Valentine’s Day every February 14th celebrates love. While we share greeting cards, candy and red roses; who was Valentine and what was the inspiration for the holiday?
Valentine’s Day began as a religious day of remembrance as Saint Valentine’s Day. While celebrated in many nations around the world, Valentines’ is not a national holiday in most, including the United States. Retailers selling cards, candy and flowers would disagree!
But who was Valentine? Valentine was not a “he” but a group of “them.” There were a number of Christian saints with the common name in ancient history of “Valentinus,” although the name is no longer in the top 10,000 male names of choice of new mothers! Not yet anyway.
The most probable star Valentinus was Saint Valentine of Rome who, tragically, was martyred about 496 AD on February 14th by the Roman Emperor, Claudius II. According to the story, Saint Valentine wore a purple amethyst ring with an image of Cupid engraved on the stone; a type of ring typically worn by only Christian Bishops at the time. Amethyst, perhaps coincidentally, is now the birth stone of February.
The soldiers and persecuted Christians of that time married by Saint Valentine were reminded of God’s love and their marriage vows by Valentine giving them hearts he cut out from parchment. Thus the alleged origin of hearts as a symbol of love is attributed to Saint Valentine.
During Valentine’s imprisonment prior to execution, the legend tells us Julia, the daughter of his jailer, Asterius, was healed by Valentine from blindness.

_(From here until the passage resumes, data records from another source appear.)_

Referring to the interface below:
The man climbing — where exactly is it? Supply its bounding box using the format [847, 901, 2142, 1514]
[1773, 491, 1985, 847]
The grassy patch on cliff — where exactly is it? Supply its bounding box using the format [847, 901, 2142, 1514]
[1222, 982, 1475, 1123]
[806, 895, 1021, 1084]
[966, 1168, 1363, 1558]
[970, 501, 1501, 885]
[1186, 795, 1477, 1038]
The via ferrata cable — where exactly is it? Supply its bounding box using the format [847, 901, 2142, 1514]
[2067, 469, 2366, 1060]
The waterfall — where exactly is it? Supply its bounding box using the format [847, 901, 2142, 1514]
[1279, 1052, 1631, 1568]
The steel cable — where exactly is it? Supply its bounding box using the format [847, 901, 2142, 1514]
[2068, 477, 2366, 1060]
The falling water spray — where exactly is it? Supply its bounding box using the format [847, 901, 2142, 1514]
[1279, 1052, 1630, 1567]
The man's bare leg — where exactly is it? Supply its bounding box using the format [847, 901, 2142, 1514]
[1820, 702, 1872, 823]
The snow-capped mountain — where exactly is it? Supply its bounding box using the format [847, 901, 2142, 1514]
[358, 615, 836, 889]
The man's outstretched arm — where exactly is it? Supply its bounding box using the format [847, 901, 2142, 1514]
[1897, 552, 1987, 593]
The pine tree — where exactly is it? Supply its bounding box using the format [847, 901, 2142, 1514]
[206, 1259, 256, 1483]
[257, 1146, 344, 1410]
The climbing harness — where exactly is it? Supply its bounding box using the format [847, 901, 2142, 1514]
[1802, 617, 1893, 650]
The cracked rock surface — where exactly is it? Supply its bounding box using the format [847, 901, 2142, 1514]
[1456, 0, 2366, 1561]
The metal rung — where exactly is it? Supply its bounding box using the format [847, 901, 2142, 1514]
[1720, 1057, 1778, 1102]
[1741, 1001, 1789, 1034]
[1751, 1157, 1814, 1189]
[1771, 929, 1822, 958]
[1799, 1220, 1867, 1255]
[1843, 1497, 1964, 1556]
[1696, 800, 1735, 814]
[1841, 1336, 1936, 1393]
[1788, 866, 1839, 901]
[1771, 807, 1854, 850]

Julia and 44 members of the jailer’s household of family and servants all became Christians and were baptized after witnessing the miracle of the healing of Julia. Prior to Valentine’s execution, he wrote a letter from jail to Julia who could now see, which became the first valentine signed, “Your Valentine.”
Julia after the execution planted an almond tree near Saint Valentine’s grave, with the almond tree remaining a symbol of love and friendship even today. As a religious relic, Saint Valentine’s flower-crowned skull can still be viewed in Rome, Italy at the Basilica of Santa Maria. No thanks!